8. Type Casting: Booleans

Standardizing boolean fields.

boolean_mapping = {"Y": True, "N": False}
boolean_cols = [
    "nsftp_indicator", 
    "drp_indicator", 
    "veteran_indicator"
]
for col in boolean_cols:
    if col in combined_df.columns:
        combined_df[col] = combined_df[col].map(boolean_mapping)
        combined_df[col] = combined_df[col].astype("boolean")

9. Type Casting: Categoricals

Optimizing memory usage based on uniqueness of objects. Probably not needed.

for col in combined_df.select_dtypes(include=["object"]).columns:
    if combined_df[col].nunique() < 100:
        combined_df[col] = combined_df[col].astype("category")

10. Drop Useless Columns

The column 'count' consisted entirely of the value '1' for every row in the data. Ain't nobody got time for that.
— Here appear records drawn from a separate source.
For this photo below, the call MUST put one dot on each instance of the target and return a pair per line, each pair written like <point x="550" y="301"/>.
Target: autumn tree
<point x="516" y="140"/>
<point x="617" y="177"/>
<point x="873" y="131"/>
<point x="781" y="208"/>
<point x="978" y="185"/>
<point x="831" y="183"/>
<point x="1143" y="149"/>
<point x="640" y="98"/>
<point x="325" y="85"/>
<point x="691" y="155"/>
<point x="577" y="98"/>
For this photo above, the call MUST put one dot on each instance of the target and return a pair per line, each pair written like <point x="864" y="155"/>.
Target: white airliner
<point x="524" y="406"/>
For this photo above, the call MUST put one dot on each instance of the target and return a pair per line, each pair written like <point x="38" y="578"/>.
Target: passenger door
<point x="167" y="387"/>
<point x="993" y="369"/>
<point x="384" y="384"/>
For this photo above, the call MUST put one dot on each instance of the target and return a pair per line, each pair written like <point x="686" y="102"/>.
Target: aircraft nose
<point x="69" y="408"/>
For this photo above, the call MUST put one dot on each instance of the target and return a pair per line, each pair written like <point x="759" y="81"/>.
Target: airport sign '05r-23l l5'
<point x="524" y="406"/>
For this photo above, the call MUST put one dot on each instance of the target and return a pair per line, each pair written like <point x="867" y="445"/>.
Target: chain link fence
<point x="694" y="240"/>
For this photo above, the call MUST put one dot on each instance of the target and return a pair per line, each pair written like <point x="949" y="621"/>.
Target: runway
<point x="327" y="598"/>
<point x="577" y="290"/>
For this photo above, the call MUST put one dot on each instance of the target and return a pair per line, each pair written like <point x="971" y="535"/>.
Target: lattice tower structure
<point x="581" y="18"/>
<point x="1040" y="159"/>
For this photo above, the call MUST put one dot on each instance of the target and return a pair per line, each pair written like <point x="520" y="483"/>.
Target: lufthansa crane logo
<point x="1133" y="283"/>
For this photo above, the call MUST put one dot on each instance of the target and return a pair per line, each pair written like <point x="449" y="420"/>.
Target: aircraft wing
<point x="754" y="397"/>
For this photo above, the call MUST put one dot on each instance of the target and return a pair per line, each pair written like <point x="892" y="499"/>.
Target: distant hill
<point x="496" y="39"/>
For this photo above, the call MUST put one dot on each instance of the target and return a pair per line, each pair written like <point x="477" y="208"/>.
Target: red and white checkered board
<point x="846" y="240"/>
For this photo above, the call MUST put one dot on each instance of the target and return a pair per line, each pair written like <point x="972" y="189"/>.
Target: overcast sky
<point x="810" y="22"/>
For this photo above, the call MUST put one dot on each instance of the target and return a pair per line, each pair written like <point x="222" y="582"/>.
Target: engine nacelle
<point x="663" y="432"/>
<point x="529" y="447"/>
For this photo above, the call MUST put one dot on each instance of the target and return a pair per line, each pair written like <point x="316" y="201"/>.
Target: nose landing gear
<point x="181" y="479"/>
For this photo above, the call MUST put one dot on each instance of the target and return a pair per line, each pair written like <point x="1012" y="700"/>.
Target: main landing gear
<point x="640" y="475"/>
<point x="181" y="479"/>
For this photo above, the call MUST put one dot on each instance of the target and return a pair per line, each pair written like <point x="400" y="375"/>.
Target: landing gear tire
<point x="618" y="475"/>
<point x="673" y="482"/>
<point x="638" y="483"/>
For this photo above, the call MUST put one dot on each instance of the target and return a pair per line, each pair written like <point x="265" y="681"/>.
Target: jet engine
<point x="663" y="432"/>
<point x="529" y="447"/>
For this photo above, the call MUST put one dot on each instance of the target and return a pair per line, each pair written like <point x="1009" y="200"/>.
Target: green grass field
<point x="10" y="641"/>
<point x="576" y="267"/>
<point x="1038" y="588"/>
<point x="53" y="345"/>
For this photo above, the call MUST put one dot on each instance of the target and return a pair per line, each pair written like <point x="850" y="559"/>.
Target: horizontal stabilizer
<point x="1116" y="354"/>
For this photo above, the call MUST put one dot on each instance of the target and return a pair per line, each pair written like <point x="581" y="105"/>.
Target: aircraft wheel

columns_to_drop = ["count"]
existing_cols_to_drop = [col for col in columns_to_drop if col in combined_df.columns]
if existing_cols_to_drop:
    combined_df.drop(columns=existing_cols_to_drop, inplace=True)
    print(f"Dropped columns: {existing_cols_to_drop}")

Dropped columns: ['count']

11. Export to Parquet

Do the thing!

combined_df.to_parquet(output_file, engine="pyarrow", index=False)
print(f"Data successfully cleaned, typed, and exported to {output_file}")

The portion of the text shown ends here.